Aproveitei-me desta advertência, e mandei seguir para o lugar onde estava
o gentio, que era em um Braço do Rio na margem esquerda, onde cheguei pelas
16h00. Depois de haver mandado cumprimentar ao Principal, lhe pedi o prático,
que ele logo me concedeu dando-me um para ir na minha canoa, e dois que mandou
em uma ubá, para irem adiante indicando o canal.
Advertiu-me o mesmo Principal que não tivesse receio algum de passar as
cachoeiras, porque ainda que eram horríveis e medonhas, à vista, contudo tinham
bons canais, por não haver nelas pedras. Agradeci tudo ao Principal com as
possíveis mostras de agrado, e dando-lhe um frasco de manteiga de tartaruga,
que ele sumamente estimou, porquanto lhes serve para se untarem e pintarem os
corpos com urucu, não menos estimou duas cuias pintadas, e uma pequena porção
de sal, que também lhes dei. Este gentio é o mais respeitado entre as outras
nações que habitam naquelas vastas campinas e elevadas serras.
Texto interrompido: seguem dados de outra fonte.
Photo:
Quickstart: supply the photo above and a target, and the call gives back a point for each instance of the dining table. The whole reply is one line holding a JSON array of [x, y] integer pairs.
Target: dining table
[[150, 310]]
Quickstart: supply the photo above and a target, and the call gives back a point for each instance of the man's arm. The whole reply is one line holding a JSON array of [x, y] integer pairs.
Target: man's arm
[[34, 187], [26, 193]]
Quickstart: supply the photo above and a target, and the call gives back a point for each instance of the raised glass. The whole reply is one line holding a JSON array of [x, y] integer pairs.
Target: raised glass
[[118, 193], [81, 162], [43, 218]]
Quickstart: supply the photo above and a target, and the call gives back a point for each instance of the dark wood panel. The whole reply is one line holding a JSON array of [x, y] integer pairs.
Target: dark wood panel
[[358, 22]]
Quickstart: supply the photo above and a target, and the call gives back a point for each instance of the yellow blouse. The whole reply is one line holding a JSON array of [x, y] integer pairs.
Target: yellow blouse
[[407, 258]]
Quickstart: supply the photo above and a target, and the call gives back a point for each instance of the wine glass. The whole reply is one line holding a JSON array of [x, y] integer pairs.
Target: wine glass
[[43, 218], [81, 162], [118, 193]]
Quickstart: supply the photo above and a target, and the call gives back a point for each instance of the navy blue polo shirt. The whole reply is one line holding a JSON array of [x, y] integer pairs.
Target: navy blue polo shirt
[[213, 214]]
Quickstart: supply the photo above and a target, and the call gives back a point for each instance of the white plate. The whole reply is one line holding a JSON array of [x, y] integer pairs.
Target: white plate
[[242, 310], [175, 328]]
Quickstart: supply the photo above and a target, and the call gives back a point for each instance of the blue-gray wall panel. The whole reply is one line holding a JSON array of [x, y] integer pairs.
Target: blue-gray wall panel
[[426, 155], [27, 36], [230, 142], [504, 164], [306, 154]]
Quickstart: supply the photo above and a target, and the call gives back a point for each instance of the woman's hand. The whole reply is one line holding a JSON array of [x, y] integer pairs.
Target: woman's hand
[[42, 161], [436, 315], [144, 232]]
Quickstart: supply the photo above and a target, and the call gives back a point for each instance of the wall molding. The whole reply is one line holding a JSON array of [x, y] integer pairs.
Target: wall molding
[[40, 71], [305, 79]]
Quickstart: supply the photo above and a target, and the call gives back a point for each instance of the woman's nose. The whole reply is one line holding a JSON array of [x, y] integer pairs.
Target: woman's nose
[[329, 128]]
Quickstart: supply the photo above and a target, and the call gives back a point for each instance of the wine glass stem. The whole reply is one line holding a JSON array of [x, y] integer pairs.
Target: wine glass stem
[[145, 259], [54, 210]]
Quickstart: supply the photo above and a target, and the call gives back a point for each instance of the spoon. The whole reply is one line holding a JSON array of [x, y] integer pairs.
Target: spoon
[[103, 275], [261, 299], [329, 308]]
Ele tem estatura mais que ordinária, é assaz robusto, e não
menos o parecem as mulheres. Pelo que pertence porém aos seus trajes, usos e
costumes, não têm diferença dos mais.
Partimos do dito lugar, e chegamos, pelas 16h30, às mencionadas
cachoeiras; e precedendo a ubá dos guias, entramos nos seus canais. Com efeito,
se as outras muitas que havíamos passado eram medonhas, estas excediam, tanto
que os mesmos índios, já acostumados a semelhantes passagens, se assustaram, e
eu não menos, principalmente quando repetidos cachões d’água me entravam na
canoa, de que nos salvou a rapidez da mesma correnteza, que foi a causa de não
nos alagarmos, porquanto em breve tempo nos lançava em remansos, onde
esgotávamos a canoa da água introduzida; e assim fomos continuando até depois
do Sol posto, a cujas horas chegamos às primeiras plantações [a que nós
chamamos vulgarmente roça], pertencentes a umas mulatas holandesas, que tem
fábrica de madeiras, em que ocupam grande número de pessoas livres e escravos
próprios, tanto índios como negros.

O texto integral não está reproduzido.